Published: 20 September 2016

A project led by an MNI researcher has been awarded $6.1 million to study progressive multiple sclerosis.

The International Progressive MS Alliance has awarded three $6.1 million Collaborative Network Award grants for a total investment of $18.4 million toward accelerating the pace of progressive MS research. More than 2.3 million people worldwide live with MS and more than one million of those living with the disease have progressive MS.

Dr. Douglas Arnold is principal investigator on one of the projects, leading a team of 16 investigators from The Netherlands, Switzerland, U.K., and U.S. Their project, entitled “Identifying a biomarker of disability progression for use in clinical trials”, is pioneering development of magnetic resonance imaging (MRI) markers that signal disease progression; crucial to the development of next generation disease measurement tools.

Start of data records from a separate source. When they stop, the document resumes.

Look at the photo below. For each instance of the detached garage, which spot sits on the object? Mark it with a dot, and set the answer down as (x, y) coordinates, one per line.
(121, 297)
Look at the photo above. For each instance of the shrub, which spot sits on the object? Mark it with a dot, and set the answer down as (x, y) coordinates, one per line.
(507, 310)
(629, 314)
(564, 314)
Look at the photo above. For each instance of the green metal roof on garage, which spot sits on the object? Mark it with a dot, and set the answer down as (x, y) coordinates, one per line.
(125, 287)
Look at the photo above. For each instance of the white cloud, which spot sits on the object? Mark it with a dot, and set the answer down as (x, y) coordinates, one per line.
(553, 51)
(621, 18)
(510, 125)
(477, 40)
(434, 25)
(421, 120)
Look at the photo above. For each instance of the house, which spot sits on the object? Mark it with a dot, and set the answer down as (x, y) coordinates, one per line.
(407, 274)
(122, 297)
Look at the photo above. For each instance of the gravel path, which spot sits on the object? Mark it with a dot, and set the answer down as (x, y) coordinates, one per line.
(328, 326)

The research team is adapting these markers for use in early clinical trials of progressive MS treatments, examining the underlying idea that brain injury-associated disease progression in MS is detectable by MRI prior to its identification by physicians in a clinic visit. The study may also inform proactive treatment for people with not-yet-evident progressive MS.

"There is an urgent need for effective therapies for progressive MS,” says Arnold. “This project will use sophisticated computerized MRI analysis techniques to develop MRI markers that can be used in early phase (phase 2) clinical trials for progressive MS. This will enable more efficient, less expensive clinical trials, lower the financial risk for drug companies to test potential therapies, and in so doing, facilitate the development of new drugs for progressive MS."

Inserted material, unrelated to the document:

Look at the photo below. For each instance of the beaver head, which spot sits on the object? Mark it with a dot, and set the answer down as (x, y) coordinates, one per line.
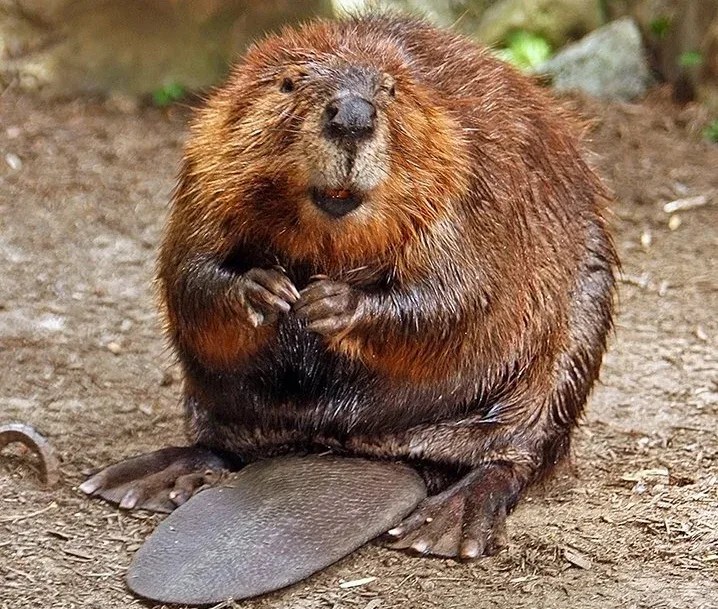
(327, 144)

"Finding answers for people with progressive MS is the top Alliance priority," said Cyndi Zagieboylo, Chair of the Alliance Executive Committee and President and CEO of the National MS Society (U.S.), "answers will be found when we ensure that the best and brightest minds in the scientific community work together."

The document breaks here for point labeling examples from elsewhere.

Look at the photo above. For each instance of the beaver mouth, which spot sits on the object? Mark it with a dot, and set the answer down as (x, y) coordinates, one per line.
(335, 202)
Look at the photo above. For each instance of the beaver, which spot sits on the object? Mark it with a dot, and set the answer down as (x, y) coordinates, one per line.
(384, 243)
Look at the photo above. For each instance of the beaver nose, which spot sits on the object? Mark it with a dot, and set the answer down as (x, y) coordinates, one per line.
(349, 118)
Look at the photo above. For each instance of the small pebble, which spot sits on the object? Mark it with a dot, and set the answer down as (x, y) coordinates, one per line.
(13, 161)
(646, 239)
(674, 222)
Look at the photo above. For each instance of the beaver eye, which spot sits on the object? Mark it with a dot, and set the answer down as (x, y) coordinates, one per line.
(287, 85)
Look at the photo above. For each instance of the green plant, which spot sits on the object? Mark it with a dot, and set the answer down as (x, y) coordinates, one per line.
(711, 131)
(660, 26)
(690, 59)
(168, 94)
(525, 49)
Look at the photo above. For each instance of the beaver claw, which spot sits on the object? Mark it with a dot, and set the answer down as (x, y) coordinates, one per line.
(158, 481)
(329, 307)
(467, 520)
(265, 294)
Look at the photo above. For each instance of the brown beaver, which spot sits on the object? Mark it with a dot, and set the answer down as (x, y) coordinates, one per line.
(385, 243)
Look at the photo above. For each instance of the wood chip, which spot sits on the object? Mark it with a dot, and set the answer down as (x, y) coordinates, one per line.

Global Collaboration to Tackle a Major MS Question  

Up to 65 per cent of those living with relapsing-remitting MS are at risk of developing secondary progressive MS, and 15 per cent are diagnosed with primary progressive MS from the outset - prioritizing the need for both collaboration and accelerated research to end MS. The three funded projects will focus on key priorities in quickly finding answers in relation to treating progressive MS.

The International Progressive MS Alliance is a worldwide collaborative of MS organisations that funds developments in progressive MS research. The awards are multi-year grants that invest significant funding to fuel international networks of researchers that have worked together and demonstrated the potential to make crucial breakthroughs in understanding and treating progressive MS.